Study Guide: Midterm 1

Your NOTES! No really, your NOTES. Seriously, study your NOTES!

Your Homework. Please, please study your homework for the love of pete.

Trade under Supply and Demand

Equilibrium Price, Exports/Imports, Consumer and Producer Surplus

Adam Smith and Absolute Advantage

David Ricardo and Comparative Advantage

Trade under different labor productivity

Trade under constant cost (straight) PPFs

Terms of trade/Consumption Possibilities Frontier, Region of Mutual Advantage

Trade under “curvy” PPFs with Supply and Demand

Equilibrium relative prices, production and consumption calculation, gains from trade

Short run and long run effects of trade

Heckscher-Ohlin model

Stolper-Samuelson theory

Factor Price Equalization

Intra-Industry Trade

Gravity Model

Balanced vs. Biased growth

Rybczynski

Immersizing Growth

Growth and trade in reality, openness to trade

Book Questions and Essay Questions

Ch. 2: #11

Q2.1 Assume that there are only two countries in the world, Pacifica and Atlantica. Both countries produce and consume surfboards. The pre-trade price of surfboards in Atlantica is lower than the pre-trade price of surfboards in Pacifica. Draw a two-graph diagram to depict the Pacifica and Atlantica markets for surfboards illustrating the pre-trade price difference. Now assume that free trade opens up between Pacifica and Atlantica. Depict a plausible world price in the graphs. Using what you have learned about consumer and producer surplus, describe what happens to consumers and producers in each country as a result of the move to free trade. What happens to overall economic welfare in the two countries? Be sure to label and refer to the graphs in your answer.

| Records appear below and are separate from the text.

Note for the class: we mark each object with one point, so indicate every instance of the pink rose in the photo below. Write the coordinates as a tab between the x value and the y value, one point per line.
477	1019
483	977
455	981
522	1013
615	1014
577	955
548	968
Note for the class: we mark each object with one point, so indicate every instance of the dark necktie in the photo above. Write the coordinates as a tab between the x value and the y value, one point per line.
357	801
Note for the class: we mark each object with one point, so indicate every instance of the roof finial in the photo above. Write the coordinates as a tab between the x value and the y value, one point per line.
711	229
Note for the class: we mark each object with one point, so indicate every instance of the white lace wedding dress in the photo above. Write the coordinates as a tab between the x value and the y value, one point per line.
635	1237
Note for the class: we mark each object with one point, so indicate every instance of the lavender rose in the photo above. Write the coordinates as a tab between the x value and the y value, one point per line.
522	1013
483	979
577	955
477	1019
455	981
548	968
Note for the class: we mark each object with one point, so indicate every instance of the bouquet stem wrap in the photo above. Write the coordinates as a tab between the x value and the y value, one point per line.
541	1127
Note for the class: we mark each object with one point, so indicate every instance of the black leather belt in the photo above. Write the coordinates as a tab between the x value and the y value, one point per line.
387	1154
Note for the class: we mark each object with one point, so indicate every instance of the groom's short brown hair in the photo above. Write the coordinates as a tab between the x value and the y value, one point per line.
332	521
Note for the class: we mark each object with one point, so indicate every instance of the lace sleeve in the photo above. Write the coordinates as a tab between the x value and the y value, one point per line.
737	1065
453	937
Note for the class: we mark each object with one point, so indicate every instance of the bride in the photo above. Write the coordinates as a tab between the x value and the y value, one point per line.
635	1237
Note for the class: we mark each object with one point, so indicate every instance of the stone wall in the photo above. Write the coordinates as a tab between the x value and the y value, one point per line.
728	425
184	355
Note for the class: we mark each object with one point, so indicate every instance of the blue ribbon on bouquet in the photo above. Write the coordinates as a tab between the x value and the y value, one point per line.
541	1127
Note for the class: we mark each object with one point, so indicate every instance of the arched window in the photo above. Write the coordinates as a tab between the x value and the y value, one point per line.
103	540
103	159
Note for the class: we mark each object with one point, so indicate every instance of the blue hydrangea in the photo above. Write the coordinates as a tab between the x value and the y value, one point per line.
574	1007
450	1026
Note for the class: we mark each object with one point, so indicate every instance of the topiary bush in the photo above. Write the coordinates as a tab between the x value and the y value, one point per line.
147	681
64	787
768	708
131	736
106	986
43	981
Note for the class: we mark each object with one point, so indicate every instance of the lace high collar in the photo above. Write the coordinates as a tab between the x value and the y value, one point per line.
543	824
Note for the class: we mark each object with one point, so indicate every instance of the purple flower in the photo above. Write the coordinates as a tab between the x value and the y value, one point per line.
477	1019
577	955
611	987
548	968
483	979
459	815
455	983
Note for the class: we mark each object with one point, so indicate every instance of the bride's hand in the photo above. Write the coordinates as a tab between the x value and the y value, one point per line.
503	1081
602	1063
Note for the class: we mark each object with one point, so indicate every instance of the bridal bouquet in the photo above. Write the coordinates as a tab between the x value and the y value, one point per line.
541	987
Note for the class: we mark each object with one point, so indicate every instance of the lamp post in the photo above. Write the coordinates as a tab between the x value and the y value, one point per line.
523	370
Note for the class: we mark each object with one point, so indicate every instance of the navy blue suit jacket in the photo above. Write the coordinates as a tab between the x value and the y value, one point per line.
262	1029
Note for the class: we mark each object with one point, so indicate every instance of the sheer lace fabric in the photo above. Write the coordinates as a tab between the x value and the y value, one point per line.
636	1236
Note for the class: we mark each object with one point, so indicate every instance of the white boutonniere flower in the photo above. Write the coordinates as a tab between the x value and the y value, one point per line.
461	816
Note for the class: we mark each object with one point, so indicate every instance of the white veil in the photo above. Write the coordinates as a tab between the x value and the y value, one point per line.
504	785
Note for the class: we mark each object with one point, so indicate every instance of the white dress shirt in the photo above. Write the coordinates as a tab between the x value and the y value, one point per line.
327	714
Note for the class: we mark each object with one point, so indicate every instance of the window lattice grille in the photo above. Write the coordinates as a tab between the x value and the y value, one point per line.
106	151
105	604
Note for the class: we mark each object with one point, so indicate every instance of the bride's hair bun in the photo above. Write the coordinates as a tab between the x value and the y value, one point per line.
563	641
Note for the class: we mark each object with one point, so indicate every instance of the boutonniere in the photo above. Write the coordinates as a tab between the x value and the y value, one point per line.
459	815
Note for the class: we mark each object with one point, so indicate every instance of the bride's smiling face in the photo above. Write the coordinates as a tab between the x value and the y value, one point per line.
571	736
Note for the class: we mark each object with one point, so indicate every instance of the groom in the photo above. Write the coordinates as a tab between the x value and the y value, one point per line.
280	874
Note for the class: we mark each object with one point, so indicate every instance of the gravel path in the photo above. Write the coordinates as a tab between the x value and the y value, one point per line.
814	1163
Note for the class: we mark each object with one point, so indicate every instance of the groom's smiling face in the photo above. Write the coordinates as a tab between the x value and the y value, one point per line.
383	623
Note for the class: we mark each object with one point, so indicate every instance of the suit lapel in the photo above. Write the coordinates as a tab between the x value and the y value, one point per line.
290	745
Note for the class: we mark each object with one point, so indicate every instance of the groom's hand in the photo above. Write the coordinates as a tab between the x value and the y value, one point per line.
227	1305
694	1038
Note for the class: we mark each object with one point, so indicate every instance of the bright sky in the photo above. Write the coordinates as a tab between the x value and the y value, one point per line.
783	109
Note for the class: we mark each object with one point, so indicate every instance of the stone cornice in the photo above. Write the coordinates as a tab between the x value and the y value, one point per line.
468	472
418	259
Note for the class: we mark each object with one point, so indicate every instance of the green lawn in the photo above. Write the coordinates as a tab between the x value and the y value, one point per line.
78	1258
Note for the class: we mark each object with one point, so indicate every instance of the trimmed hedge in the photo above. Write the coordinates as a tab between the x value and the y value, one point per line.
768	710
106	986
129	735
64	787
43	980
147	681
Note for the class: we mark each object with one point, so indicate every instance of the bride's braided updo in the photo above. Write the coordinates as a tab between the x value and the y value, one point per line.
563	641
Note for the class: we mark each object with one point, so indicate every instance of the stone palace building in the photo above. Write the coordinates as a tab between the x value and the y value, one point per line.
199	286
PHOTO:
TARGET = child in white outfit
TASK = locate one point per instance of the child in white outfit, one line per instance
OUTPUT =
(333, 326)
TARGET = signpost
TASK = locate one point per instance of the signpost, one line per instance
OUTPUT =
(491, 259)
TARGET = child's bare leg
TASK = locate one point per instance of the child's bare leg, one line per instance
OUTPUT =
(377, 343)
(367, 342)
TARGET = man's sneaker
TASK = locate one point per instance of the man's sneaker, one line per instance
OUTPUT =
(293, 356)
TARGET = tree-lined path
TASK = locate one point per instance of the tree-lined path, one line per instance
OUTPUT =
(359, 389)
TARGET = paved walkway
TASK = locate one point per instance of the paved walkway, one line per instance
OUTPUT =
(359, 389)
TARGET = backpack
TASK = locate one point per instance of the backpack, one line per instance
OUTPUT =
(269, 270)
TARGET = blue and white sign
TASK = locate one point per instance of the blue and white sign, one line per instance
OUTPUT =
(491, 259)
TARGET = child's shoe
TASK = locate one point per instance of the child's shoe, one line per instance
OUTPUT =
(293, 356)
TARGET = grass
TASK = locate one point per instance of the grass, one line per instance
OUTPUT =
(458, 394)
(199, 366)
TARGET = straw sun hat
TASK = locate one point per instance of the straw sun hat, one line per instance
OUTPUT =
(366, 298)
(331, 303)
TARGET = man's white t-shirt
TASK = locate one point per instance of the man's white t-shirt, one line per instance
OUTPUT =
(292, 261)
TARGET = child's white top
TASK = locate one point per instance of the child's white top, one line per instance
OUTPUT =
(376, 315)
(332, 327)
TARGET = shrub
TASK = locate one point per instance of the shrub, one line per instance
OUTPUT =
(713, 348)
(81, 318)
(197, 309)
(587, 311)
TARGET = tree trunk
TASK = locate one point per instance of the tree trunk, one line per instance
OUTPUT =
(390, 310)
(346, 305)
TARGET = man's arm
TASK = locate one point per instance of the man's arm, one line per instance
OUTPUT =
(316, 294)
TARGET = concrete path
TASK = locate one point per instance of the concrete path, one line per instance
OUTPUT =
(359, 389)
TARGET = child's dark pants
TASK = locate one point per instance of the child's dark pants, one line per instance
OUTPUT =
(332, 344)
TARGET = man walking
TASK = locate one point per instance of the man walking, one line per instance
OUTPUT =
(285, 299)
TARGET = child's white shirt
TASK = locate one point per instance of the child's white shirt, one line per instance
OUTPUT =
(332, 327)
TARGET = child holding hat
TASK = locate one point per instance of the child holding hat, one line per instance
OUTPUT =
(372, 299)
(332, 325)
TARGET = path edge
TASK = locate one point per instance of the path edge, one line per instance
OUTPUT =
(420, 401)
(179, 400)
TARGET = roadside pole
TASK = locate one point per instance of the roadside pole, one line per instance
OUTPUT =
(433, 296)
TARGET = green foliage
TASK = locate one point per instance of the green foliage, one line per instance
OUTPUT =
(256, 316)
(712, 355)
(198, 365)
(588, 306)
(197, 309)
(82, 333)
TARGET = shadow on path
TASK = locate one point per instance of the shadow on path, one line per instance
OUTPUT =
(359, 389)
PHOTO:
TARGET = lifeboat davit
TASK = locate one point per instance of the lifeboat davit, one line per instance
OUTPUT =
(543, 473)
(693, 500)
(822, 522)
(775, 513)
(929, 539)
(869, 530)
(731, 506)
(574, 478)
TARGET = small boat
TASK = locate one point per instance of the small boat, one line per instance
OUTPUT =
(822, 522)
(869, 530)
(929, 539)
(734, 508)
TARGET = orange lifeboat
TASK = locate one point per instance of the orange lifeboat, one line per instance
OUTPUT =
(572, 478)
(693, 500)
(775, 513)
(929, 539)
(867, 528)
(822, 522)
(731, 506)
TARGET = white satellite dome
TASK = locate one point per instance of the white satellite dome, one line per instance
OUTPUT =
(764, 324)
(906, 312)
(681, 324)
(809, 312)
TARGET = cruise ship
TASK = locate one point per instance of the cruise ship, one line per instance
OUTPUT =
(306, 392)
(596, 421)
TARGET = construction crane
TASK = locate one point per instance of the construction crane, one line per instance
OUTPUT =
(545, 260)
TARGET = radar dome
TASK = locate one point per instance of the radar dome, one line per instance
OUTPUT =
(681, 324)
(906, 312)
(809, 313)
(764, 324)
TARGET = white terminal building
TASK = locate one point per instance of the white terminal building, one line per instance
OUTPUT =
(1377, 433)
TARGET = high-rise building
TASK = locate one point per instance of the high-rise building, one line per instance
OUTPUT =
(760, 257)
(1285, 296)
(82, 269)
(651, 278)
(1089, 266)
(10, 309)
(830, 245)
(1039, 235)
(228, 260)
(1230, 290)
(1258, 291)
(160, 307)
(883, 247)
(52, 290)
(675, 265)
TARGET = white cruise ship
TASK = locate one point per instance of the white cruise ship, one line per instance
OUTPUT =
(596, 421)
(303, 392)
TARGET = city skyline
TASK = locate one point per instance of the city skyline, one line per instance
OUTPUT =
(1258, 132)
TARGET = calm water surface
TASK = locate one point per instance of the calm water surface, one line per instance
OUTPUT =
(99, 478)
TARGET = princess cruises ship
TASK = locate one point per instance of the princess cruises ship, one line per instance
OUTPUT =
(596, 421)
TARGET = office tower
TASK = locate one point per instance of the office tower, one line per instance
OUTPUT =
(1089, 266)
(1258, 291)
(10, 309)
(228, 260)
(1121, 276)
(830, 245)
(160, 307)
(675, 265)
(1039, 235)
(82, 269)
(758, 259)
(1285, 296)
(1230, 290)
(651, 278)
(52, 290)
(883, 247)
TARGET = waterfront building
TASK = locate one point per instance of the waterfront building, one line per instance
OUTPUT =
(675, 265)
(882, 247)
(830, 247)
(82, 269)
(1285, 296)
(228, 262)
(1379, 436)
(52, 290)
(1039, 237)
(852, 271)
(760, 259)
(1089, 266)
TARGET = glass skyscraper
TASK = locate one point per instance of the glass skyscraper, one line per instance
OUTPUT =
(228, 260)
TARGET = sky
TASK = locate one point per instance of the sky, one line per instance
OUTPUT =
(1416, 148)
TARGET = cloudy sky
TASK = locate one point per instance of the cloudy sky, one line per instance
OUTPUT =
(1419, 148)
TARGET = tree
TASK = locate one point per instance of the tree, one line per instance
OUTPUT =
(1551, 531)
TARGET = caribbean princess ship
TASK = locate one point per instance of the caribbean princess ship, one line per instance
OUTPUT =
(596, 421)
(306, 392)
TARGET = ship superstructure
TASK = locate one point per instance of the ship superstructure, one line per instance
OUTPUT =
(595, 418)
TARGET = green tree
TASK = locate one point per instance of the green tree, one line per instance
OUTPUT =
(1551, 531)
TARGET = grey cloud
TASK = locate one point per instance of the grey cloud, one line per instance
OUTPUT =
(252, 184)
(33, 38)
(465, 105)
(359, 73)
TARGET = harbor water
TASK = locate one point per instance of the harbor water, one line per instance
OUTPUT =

Q2.2 What is the logic of producing winter clothing in countries whose residents have very little demand for such clothing?

Ch. 3: #8

Q3.1 Suppose labor productivity in France is such that one hour of labor is required to produce one gallon of wine while two hours of labor are required to produce one pound of cheese. Assuming the availability of 1 million labor hours, draw a constant cost production possibilities curve for France with cheese on the vertical axis and wine on the horizontal axis. If France has a comparative advantage in the production of wine, show where France will produce on its production possibilities curve. If the free trade price of wine is two pounds of cheese per gallon, draw a trade line and use it to illustrate how France can gain from trade.

Ch. 4: #3

Q4.1 Explain how tastes or preferences can reverse the predictions made by the Heckscher-Ohlin trade model so that, for example, labor-abundant countries import labor-intensive goods.

Ch. 5: #9

Q5.1 Hollywoodland, being self-sufficient in most products, trades only two goods with the Rest of the World (ROW), movies and automobiles. Both of these goods are produced using skilled labor (L) and capital (K) with the returns to capital assumed to be the interest rate (r) and the returns to skilled labor being the wage rate (w). The production of automobiles is capital intensive relative to the production of movies and Hollywoodland is skilled-labor abundant relative to the ROW.

  1. State the Heckscher-Ohlin Theorem and use it to predict the pattern of trade between Hollywoodland and the ROW.
  1. If the price of imports coming into Hollywoodland were to rise, what would happen to the factor returns in Hollywoodland? State the theorem used to come up with your answer and briefly, the intuition behind the theorem.

Q5.2Outsourcing, the exporting of jobs from one country to another, was not an issue when the factor-price-equalization theory was developed. Does the existence of outsourcing change the implications of the theory? Why or why not?

Ch. 6: #9 – FYI, the 13th edition of the text and the 14th edition have different questions that test the same concept.

Q6.1 What is intra-industry trade? Is intra-industry trade consistent with the predictions of the Heckscher-Ohlin theory? Clearly explain why it is or is not consistent with Heckscher-Ohlin.

Ch. 7: #9

Q7.1 Explain the connection between openness to trade and economic growth in a country.